[Date Prev][Date Next][Thread Prev][Thread Next][Date Index][Thread Index]

Re: [Xen-devel] [PATCH v3 02/18] x86emul: support most memory accessing MMX/SSE{, 2, 3} insns



On 20/02/17 14:52, Jan Beulich wrote:
>>>> On 20.02.17 at 14:45, <andrew.cooper3@xxxxxxxxxx> wrote:
>> On 15/02/17 11:07, Jan Beulich wrote:
>>> --- a/xen/arch/x86/x86_emulate/x86_emulate.c
>>> +++ b/xen/arch/x86/x86_emulate/x86_emulate.c
>>> @@ -45,6 +45,8 @@
>>>  #define ModRM       (1<<6)
>>>  /* Destination is only written; never read. */
>>>  #define Mov         (1<<7)
>>> +/* VEX/EVEX (SIMD only): 2nd source operand unused (must be all ones) */
>>> +#define TwoOp       Mov
>> Is this safe?  It looks overloaded to me.  The Mov behaviour is still
>> applicable even with TwoOp VEX/EVEX encodings.
> It is safe.

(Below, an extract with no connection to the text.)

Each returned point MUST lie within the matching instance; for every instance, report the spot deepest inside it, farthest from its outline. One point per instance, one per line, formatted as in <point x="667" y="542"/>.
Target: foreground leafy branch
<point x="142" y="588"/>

Mov only really matters for instructions writing to memory,
> and there's no read-modify-write instruction in the entire SIMD set
> afaict.

On the meaning of Mov alone, can we please state the intended meaning
more clearly, and pro-actively remove misuses?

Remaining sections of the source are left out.